Halkın ilgisi Ankete katılan Britanyalıların yüzde 50’sinden fazlasının bunun sendikanın karşı karşıya olduğu en önemli sorunlardan biri olduğunu söylemesiyle, göç Birleşik Krallık’ta önemli bir sorun. İçişleri Bakanlığı, dijital statüye geçişi için birden fazla gerekçe gösterdi: bir parça kağıdı takip etmek zorunda kalmayacak yaşlı insanlar için daha iyi olacak, aksi takdirde belgelerine sahip olabilecek savunmasız insanlar için güvenliği artırabilecek. hain aktörler (örneğin insan kaçakçıları veya sömürücü işverenler) tarafından ellerinden alındı ​​ve insanların tamamen dijital duruma geçmesi için yeterli zaman olacak. Ancak Birleşik Krallık’taki göçmen topluluklarla çalışan kampanyacılar, kuruluşlar ve avukatlar, bu dijital sistemlerin zaten çoğu daha da kötüleşecek olan sorunlarla dolu olduğunu söylüyor.

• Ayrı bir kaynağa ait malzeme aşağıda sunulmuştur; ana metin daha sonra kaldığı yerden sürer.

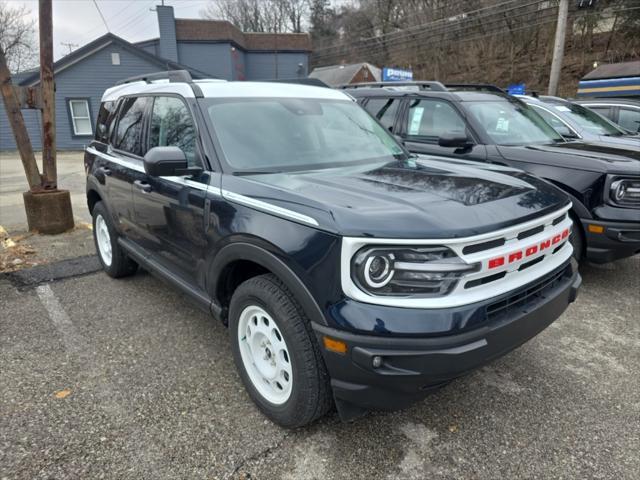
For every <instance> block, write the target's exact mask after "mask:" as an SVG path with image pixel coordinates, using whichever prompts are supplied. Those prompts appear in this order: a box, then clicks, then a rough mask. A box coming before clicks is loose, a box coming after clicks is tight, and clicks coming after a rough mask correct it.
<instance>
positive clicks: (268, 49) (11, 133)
mask: <svg viewBox="0 0 640 480" xmlns="http://www.w3.org/2000/svg"><path fill="white" fill-rule="evenodd" d="M156 8H157V15H158V25H159V32H160V37H159V38H156V39H152V40H148V41H144V42H139V43H136V44H132V43H130V42H127V41H126V40H124V39H122V38H120V37H118V36H116V35H113V34H111V33H108V34H106V35H104V36H102V37H100V38H98V39H96V40H94V41H93V42H91V43H88V44H87V45H84V46H83V47H81V48H79V49H77V50H75V51H74V52H72V53H71V54H69V55H67V56H65V57H63V58H61V59H60V60H58V61H57V62H56V63H55V64H54V72H55V81H56V131H57V138H56V141H57V146H58V148H59V149H61V150H75V149H82V148H83V147H84V146H85V145H87V144H88V143H89V142H90V140H91V138H93V135H94V131H93V129H94V128H95V116H96V115H97V113H98V109H99V106H100V99H101V97H102V93H103V92H104V91H105V90H106V89H107V88H109V87H111V86H113V84H114V83H116V82H117V81H118V80H121V79H123V78H127V77H131V76H134V75H142V74H145V73H150V72H155V71H158V70H173V69H184V70H188V71H189V72H190V73H191V75H192V76H193V77H194V78H203V77H217V78H223V79H226V80H261V79H272V78H296V77H306V76H307V69H308V60H309V54H310V50H311V41H310V39H309V36H308V35H307V34H289V33H285V34H268V33H244V32H242V31H240V30H239V29H238V28H236V27H235V26H234V25H232V24H231V23H229V22H226V21H219V20H191V19H176V18H174V15H173V7H170V6H158V7H156ZM13 81H14V84H18V85H23V86H34V85H37V84H38V83H39V82H40V76H39V72H38V71H33V72H24V73H22V74H20V75H18V76H16V77H14V78H13ZM22 113H23V115H24V118H25V123H26V125H27V129H28V131H29V136H30V138H31V141H32V143H33V147H34V148H35V149H40V148H41V137H42V134H41V131H42V126H41V120H40V112H39V111H37V110H22ZM15 148H16V147H15V142H14V138H13V133H12V131H11V128H10V126H9V122H8V120H7V116H6V112H5V109H4V104H3V103H2V102H0V150H15Z"/></svg>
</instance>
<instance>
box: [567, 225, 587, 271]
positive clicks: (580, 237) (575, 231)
mask: <svg viewBox="0 0 640 480" xmlns="http://www.w3.org/2000/svg"><path fill="white" fill-rule="evenodd" d="M572 221H573V226H572V227H571V236H570V237H569V241H570V242H571V246H572V247H573V258H575V259H576V261H578V262H580V260H582V256H583V255H584V237H583V233H582V223H581V222H579V221H576V219H575V218H573V217H572Z"/></svg>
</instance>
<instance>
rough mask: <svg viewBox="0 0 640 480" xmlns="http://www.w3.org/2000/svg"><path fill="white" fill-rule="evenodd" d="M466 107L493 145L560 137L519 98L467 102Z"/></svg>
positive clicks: (529, 143) (525, 143) (543, 139)
mask: <svg viewBox="0 0 640 480" xmlns="http://www.w3.org/2000/svg"><path fill="white" fill-rule="evenodd" d="M467 111H468V112H469V114H470V115H471V116H472V117H473V118H474V119H475V120H476V122H477V123H479V124H480V125H481V126H482V128H484V131H485V132H486V133H487V135H489V137H490V138H491V140H492V141H493V142H495V143H496V144H497V145H531V144H536V143H551V142H562V141H564V140H563V139H562V136H560V134H558V132H556V131H555V130H554V129H553V128H551V127H550V126H549V125H548V124H547V122H545V121H544V120H543V119H542V117H541V116H540V115H538V113H536V112H535V111H534V110H533V109H532V108H531V107H529V106H528V105H525V104H523V103H520V102H511V101H489V102H469V103H467Z"/></svg>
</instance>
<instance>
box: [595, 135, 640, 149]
mask: <svg viewBox="0 0 640 480" xmlns="http://www.w3.org/2000/svg"><path fill="white" fill-rule="evenodd" d="M598 139H599V140H598V142H597V143H599V144H604V145H606V146H609V147H613V148H621V149H623V150H632V151H633V152H638V151H640V137H637V136H632V135H620V136H619V137H612V136H608V135H600V136H599V137H598ZM587 143H591V142H587Z"/></svg>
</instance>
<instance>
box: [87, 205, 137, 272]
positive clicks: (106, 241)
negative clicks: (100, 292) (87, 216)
mask: <svg viewBox="0 0 640 480" xmlns="http://www.w3.org/2000/svg"><path fill="white" fill-rule="evenodd" d="M92 215H93V240H94V242H95V244H96V252H97V253H98V259H99V260H100V263H101V264H102V268H103V269H104V271H105V272H107V275H109V276H110V277H113V278H120V277H126V276H128V275H133V274H134V273H136V270H137V269H138V264H137V263H136V262H134V261H133V260H131V259H130V258H129V257H128V255H127V254H126V252H125V251H124V250H123V249H122V247H121V246H120V245H119V244H118V233H117V232H116V230H115V228H114V227H113V223H112V221H111V217H110V216H109V212H107V209H106V208H105V206H104V204H103V203H102V202H98V203H96V204H95V205H94V207H93V212H92Z"/></svg>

“İnsanlara tam insan muamelesi yapan, insanların içinde bulunduğu koşullara duyarlı ve sağduyuya dayalı bir göçmenlik sistemimiz var mı?” İngiltere merkezli kar amacı gütmeyen bir kuruluş olan Göçmenlerin Refahı için Ortak Konsey’den Mary Atkinson’a soruyor. “Dijital bir sistem, uyguladığı sistemi daha hızlı hale getirmek için çalışabilir, ancak her zaman sorunlar, ıstıraba ve gerçek acıya neden olan aksaklıklar olacaktır.”